Dafür 98 Prozent  stimmten mit JA. Zum ersten Mal hat eine Initiative in Deutschland bei einem Volksentscheid, der nicht an eine Wahl gekoppelt war, das Zustimmungsquorum von 25 Prozent geknackt. Wasser ist unser Lebensmittel Nr. 1. Normalerweise sind für die Wasseraufbereitung Stadtwerke zuständig. In Berlin wurden aber große Teile der Wasserversorgung an einen Konzern verkauft. Was genau ausgemacht war, durften die Bürger nicht wissen. Die Verträge blieben geheim.

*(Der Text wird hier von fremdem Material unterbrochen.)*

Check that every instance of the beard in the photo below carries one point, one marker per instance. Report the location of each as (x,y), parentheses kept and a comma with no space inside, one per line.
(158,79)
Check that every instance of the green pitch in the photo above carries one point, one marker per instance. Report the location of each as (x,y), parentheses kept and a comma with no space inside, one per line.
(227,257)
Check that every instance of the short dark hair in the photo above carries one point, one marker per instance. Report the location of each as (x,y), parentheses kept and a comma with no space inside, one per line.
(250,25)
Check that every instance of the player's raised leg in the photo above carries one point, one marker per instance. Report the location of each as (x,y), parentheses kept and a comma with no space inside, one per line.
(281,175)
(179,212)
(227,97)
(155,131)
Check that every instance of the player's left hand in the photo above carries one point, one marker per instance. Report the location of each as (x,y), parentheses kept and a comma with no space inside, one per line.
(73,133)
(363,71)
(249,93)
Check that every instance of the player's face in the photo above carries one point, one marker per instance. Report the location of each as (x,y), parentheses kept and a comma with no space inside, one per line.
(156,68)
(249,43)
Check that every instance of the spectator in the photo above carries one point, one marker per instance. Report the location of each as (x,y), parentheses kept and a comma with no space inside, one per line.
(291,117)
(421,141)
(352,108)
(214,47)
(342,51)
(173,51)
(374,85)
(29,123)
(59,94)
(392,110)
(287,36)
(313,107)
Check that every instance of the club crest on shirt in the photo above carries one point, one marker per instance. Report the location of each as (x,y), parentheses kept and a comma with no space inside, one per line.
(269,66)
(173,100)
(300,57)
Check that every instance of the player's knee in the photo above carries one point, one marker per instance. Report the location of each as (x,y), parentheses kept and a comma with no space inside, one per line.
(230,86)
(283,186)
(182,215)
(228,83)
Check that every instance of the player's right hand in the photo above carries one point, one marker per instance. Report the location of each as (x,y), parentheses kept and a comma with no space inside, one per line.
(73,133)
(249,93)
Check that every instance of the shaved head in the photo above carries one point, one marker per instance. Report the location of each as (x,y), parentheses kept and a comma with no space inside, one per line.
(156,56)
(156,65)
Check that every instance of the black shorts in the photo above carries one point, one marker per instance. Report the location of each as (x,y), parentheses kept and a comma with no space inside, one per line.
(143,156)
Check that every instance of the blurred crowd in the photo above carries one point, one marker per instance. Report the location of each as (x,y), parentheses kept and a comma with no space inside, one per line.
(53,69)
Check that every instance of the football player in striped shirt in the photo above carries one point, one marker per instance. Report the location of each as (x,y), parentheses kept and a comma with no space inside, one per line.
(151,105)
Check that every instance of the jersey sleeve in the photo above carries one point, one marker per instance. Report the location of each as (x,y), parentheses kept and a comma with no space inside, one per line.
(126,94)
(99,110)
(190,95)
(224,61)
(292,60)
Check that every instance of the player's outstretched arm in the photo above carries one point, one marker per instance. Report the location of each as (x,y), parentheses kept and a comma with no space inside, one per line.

Schon nach dem erfolgreichen Volksbegehren wurden Teile der Verträge veröffentlicht. Deswegen mussten die Initiatoren des Entscheids zittern, ob genügend Menschen teilnehmen würden. Sie hatten ihr Ziel ja teilweise schon erreicht. Aber dann haben 665.713 Menschen mit JA gestimmt und ein Zeichen gesetzt für Transparenz im Umgang mit öffentlichem Eigentum.

Berlin erlebt den erfolgreichsten Volksentscheid Deutschlands (Quelle: www.mehr-demokratie.de)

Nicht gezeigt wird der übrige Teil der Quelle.